Binary data, command output, and Ruby

Discussion in 'Ruby' started by Phrogz, Oct 1, 2007.

  1. Phrogz

    Phrogz Guest

    I have a script that pulls pages from our wiki server. It was working
    using Net:HTTP and open-uri with basic_authentication, but our
    sysadmin disabled basic authentication and left NTLM as the only
    authentication method.

    Instead of trying to figure out how to use the Ruby NTLM library, I
    decide to just use curl.
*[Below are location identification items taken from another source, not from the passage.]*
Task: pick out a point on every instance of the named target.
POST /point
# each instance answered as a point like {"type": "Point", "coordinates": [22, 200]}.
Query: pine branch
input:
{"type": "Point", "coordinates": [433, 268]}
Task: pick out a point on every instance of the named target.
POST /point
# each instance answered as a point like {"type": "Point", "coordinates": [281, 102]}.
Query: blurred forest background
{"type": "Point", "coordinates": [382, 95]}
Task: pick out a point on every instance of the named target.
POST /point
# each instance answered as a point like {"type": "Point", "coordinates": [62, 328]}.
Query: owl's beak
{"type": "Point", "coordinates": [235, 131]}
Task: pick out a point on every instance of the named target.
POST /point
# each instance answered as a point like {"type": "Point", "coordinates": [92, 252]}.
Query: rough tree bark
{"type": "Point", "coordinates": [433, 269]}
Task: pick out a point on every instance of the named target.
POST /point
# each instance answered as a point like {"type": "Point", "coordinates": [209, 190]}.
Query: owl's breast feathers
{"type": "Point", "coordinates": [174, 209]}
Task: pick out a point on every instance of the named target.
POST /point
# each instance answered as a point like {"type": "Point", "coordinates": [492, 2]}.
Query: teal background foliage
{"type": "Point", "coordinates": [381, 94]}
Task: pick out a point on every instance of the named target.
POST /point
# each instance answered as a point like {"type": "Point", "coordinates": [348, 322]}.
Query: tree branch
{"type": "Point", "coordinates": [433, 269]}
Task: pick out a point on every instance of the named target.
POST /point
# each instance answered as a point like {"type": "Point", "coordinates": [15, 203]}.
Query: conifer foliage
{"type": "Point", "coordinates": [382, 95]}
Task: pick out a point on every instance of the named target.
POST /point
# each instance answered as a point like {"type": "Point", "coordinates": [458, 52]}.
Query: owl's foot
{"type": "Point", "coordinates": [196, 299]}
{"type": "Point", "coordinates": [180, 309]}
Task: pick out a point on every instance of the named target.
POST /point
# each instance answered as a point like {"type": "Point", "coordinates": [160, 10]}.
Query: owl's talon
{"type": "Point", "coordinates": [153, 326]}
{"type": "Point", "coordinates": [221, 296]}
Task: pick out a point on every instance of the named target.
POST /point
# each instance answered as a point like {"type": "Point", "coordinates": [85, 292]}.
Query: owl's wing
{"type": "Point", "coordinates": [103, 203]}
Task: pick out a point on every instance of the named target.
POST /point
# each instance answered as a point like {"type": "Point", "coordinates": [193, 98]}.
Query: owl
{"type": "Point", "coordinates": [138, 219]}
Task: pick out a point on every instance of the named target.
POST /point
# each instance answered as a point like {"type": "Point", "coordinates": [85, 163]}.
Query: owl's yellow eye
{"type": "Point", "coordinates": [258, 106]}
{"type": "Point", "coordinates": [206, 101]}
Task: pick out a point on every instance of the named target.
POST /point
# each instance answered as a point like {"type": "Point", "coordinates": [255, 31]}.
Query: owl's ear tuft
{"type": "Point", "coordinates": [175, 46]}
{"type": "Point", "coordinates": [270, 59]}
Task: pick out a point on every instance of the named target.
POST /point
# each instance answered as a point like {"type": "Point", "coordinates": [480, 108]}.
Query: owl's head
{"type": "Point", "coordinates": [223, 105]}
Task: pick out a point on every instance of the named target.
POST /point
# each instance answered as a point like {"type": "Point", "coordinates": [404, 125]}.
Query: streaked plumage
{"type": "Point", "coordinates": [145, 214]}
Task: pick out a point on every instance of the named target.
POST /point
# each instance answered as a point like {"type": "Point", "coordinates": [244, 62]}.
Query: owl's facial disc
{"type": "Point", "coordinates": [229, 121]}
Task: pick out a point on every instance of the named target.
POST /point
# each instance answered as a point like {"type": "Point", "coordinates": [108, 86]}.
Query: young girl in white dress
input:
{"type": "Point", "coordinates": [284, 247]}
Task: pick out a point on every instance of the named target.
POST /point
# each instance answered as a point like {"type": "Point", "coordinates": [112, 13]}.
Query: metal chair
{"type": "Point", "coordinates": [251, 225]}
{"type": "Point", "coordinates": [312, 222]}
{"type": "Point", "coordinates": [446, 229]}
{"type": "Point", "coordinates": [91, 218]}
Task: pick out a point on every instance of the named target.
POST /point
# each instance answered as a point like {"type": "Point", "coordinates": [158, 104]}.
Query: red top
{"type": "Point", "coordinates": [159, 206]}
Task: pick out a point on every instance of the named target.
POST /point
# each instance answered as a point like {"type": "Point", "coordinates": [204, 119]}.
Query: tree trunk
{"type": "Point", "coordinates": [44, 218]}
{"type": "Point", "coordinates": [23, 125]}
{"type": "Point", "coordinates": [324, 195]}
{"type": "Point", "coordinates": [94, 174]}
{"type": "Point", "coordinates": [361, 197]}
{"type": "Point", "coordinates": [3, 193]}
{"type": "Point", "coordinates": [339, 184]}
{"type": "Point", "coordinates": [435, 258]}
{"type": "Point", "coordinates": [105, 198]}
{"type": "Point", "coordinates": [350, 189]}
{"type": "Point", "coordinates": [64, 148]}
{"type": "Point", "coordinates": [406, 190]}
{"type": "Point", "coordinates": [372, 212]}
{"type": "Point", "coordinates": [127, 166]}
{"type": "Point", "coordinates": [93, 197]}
It was working nicely for the HTML pages
    using this form:
    def fetch_http_ntlm( url )
    `curl #{url} --ntlm -# -u #{USER}:#{PASS}`
    end

    However, the above fails for binary files. (Pulling down images
    embedded in pages.) So I had to switch it to this:
    def fetch_http_ntlm( url )
    file_name = "C:\\tmp_#{Time.new.to_i}"
    `curl #{url} --ntlm -# -u #{USER}:#{PASS} -o #{file_name}`
    raw = File.open( file_name, 'rb' ){ |f| f.read }
    File.delete( file_name )
    raw
    end

    In other words, I have curl write the output to a file, and then read
    in the file using binary mode, and delete the file.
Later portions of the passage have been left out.